Wow. Dr. Wegener was a Nazi? Or one of those doctors a little too close to the death machine of the regime, and liking it? Damned if I want to be a “weggie” now! But I am. Till death.

Call the disease “Giuseppe” or “Jack”, it’s still what it is and it does what it does. Though I don’t care to glorify a Nazi doctor in any way, I won’t redefine myself as “guppaboy” or something equally obscure on the off chance that someone hearing I have the disease (WG) might think I somehow honor Nazis or this doctor by speaking his name out loud each time I say what I have.

Doesn’t “GPA” mean Grade Point Average anyway?

So, rather than confuse everyone by changing the name of this blog, it will continue to be “weggieboy’s blog”.

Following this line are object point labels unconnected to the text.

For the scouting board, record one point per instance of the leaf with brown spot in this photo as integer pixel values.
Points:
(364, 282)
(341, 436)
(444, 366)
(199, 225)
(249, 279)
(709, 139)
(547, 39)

Dr. Wegener, if not his alleged crimes, is dead and buried. The disease continues to have huge impact on those who have it, medically, financially, and emotionally. People still die from it, though new treatments assure more and more of us live reasonably normal lives. (That is “new normal” lives, as in “within the parameters newly defined by the disease, as it stabilizes”.) Few know the disease as “Wegener’s granulomatosis”; fewer know it as “GPA”. The cause and cure for this disease still are unknown, though, thank God, it is treatable with mostly positive if variable results.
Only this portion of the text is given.